3.1. Modules
What are Python modules?
Python modules are files containing Python code that serve as a fundamental organizational unit in Python programming. These modules encapsulate definitions such as functions, classes, variables, and constants, making it easier to organize, reuse, and share code across different parts of a program.
Modules in Python are more than just physical files; they represent a namespace for Python objects. Importing a module allows you to access these objects in your current script or interactive session.
To discover the physical location of a module, use its __file__
attribute:
import math
print(math.__file__)
You can also enumerate the objects inside a module with the dir()
function:
import math
print(dir(math))
Why do you need Python modules?
Python modules are essential for managing complexity in your projects. They provide a way to segment your code into distinct namespaces, making your projects more organized, readable, and maintainable. For example, in a machine learning project, you might have separate modules for models (models.py
), data processing (datasets.py
), and utility functions (utils.py
). This separation helps in understanding, testing, and collaborating on large codebases.
Modules become indispensable as your project grows beyond a simple script. While a project with less than 100 lines of code might not need separate modules, larger projects benefit greatly from a modular structure.
How should you create a Python module?
Creating a Python module is as simple as creating a .py
file within your project package. For example, in a project structured with a src
directory, you might organize your modules as follows:
$ touch src/bikes/models.py
$ touch src/bikes/datasets.py
This creates two modules, models.py
and datasets.py
, under the bikes
package. Each module can then contain specific functionalities related to your project, such as defining data models or handling dataset loading and preprocessing.
How should you import your Python module?
Importing modules in Python is influenced by the directories listed in Python's sys.path
, akin to path resolution in Unix systems. When importing a module, Python searches through these directories and imports the first match.
To see what directories are in your search path, you can use:
import sys
print(sys.path)
After installing your package locally (e.g., using poetry install
), your package's directory will be added to sys.path
, allowing you to import its modules without specifying their full path.
How should you organize your Python modules?

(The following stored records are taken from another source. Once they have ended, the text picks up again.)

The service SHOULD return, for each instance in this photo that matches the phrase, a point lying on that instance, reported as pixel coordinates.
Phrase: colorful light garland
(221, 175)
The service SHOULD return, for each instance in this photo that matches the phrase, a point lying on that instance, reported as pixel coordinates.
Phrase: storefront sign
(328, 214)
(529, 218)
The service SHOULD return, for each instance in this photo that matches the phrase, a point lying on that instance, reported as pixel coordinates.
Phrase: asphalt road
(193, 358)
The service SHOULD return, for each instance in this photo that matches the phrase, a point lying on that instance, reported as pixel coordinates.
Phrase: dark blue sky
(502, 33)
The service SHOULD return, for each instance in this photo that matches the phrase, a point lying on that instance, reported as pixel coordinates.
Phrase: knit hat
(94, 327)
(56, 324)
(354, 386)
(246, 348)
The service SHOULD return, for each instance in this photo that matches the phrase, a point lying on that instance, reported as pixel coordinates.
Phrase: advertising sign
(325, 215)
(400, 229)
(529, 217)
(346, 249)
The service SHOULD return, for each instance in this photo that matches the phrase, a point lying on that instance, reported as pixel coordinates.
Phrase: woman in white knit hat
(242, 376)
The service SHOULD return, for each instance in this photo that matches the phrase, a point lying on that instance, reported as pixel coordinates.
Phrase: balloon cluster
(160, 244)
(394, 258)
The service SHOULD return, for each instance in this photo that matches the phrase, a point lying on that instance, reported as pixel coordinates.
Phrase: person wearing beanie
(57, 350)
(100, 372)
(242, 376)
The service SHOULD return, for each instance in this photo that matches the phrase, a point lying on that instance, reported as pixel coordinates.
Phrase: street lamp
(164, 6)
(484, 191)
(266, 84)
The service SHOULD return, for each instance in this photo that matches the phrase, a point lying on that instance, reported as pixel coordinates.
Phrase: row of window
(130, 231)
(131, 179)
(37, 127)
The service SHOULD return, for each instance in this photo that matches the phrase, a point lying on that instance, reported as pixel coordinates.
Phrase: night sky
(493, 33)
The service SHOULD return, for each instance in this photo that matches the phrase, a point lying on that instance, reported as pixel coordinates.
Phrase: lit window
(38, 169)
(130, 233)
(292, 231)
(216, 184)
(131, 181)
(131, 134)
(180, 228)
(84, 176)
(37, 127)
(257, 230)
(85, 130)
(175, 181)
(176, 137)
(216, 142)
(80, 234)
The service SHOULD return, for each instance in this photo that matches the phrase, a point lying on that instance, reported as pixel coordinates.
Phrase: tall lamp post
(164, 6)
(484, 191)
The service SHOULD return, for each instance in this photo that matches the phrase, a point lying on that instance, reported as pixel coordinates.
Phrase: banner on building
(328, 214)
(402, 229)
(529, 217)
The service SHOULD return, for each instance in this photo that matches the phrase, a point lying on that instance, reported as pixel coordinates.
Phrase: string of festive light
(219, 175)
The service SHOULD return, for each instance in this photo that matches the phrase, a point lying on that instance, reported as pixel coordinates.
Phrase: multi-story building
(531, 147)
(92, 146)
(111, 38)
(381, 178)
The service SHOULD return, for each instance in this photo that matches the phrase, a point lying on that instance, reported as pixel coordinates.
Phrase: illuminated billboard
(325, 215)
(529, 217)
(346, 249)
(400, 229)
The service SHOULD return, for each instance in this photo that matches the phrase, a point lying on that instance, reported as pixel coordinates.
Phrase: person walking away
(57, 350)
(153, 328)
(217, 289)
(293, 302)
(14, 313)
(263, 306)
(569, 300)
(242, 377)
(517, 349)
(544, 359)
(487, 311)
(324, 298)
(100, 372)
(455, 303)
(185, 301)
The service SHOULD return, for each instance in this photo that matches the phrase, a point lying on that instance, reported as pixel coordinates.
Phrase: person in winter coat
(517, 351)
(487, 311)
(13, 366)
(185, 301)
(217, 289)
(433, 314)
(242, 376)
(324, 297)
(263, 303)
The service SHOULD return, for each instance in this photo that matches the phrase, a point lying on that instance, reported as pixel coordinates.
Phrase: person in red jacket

Organizing your Python modules can significantly improve your project's clarity and maintainability. Here are a few strategies for structuring your modules:
- Flat Layout: Organize modules by major concept or component, using nouns for names. Examples include:
models.py
datasets.py
services.py
splitters.py
- IO and Domain Separation: Separate modules based on their interaction with the external world (I/O) and internal logic (domain), inspired by IO monad in Haskell and Domain-Driven Design. For instance:
- IO Layer:
io/services.py
io/datasets.py
- Domain Layer:
domain/models.py
domain/schemas.py
- High-Level Tasks:
training.py
tuning.py
inference.py
- IO Layer:
The latter approach distinguishes between the unpredictable nature of I/O operations and the more controlled domain logic, with high-level tasks integrating these layers.
What are the risks of using Python modules?
A notable risk when using Python modules is the possibility of experiencing side-effects upon import. Side-effects are operations that occur when a module is imported, which can lead to unexpected behavior or bugs if not handled carefully.
# A module with a potentially harmful operation
# lib.py
import os
os.system("rm -rf /") # This command is extremely dangerous!
# main.py
import lib # Importing lib.py could lead to data loss
To minimize this risk, restrict side-effects to specific entry points and ensure modules primarily contain definitions like functions and classes. Avoid executing code that produces side-effects directly at the module level to ensure cleaner, more predictable imports.